Littérature générale pour les thèmes et l’écriture, science-fiction pour le décor : telle est la formule littéraire de Bradbury. En cela il est singulièrement original, et une revue comme Collier’s n’hésite pas à publier son chef-d’œuvre mineur, Il viendra des pluies douces, description indirecte d’un désastre atomique, ou Le renard et la forêt, tentative d’un couple pour s’évader d’un avenir de type « 1984 » et rejoindre la liberté relative du Mexique d’aujourd’hui. Dans cette veine, le Saturday Evening Post distinguera La brousse, sur une chambre d’enfants avec télévision tridimensionnelle, dont les images deviennent réalité dans la quatrième dimension, ou La sirène, où un monstre préhistorique endormi dans la vase au fond de l’Atlantique se réveille pour répondre à l’appel d’une corne de brume.

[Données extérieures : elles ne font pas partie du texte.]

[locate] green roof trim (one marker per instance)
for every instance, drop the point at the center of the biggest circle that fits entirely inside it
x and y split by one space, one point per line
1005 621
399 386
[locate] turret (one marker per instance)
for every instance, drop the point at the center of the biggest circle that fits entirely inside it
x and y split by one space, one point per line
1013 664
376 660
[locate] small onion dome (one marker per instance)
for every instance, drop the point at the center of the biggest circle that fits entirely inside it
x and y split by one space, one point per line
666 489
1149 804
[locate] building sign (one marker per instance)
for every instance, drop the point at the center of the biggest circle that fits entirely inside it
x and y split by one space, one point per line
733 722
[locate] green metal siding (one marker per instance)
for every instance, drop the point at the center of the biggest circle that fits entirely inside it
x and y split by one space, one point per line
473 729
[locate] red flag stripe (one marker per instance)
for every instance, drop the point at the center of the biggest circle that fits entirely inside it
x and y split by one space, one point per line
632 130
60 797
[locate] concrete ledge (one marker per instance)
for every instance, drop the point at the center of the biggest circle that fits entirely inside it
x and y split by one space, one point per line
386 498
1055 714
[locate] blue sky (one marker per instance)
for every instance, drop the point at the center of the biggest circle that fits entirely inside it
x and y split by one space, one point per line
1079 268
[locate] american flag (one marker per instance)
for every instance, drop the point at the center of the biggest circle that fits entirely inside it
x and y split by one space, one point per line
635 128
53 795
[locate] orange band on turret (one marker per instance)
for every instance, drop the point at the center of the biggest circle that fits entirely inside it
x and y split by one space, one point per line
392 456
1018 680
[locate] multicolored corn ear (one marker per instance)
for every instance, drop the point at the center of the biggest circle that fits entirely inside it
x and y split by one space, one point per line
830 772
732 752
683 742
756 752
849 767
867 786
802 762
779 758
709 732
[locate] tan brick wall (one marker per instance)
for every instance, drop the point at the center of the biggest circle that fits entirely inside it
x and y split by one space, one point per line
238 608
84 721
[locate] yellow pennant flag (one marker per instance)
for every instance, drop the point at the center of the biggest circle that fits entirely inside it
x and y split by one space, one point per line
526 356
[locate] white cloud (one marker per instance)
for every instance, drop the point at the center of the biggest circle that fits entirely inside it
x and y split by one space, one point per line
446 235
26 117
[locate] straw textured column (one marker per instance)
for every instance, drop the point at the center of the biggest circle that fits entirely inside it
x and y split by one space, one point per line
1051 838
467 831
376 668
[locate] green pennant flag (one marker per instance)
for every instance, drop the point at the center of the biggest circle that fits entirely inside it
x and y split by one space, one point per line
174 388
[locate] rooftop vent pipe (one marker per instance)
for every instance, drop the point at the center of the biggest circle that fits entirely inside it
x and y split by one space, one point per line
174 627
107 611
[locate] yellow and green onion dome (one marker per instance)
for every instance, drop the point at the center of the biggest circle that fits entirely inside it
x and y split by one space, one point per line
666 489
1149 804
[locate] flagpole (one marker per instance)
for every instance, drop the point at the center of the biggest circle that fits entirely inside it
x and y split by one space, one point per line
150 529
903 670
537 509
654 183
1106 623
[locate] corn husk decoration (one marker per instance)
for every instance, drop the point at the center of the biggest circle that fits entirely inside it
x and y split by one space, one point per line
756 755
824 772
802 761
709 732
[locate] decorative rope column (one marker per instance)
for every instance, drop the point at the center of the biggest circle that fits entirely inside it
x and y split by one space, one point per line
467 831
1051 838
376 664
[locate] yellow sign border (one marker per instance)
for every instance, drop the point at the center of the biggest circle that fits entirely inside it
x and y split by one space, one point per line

Une des accusations lancées contre Bradbury est vraie : ses histoires soulèvent des problèmes à un niveau purement émotionnel et n’offrent pas de support logique aux positions prises. Il est souvent difficile de déterminer quels dénouements il crée artificiellement pour les besoins de l’histoire, et dans quels dénouements il est sincère.
Ce problème fut résolu par la publication en volume de Fahrenheit 451, celle de toutes ses œuvres qui ressemble le plus à un roman. L’ouvrage explique en détail sur quoi se fondent les griefs de Bradbury. C’est l’histoire d’une Amérique future où le travail des pompiers n’est pas d’éteindre les incendies, mais de brûler les livres ; son rythme est un peu plus lent que celui des nouvelles de l’auteur, mais c’est à tous points de vue l’un de ses meilleurs livres, un des plus révélateurs. Si nous lisons entre les lignes, nous comprenons que le traitement des préjugés raciaux par Bradbury dans À travers les airs et sa suite, Comme on se retrouve, ressortit de la pure fabrication et non du sentiment – puisque dans Fahrenheit 451 il invective les minorités comme un facteur essentiel dans la censure des livres, de la presse, du cinéma, de la radio et de la télévision, sujet sur lequel il est très véhément.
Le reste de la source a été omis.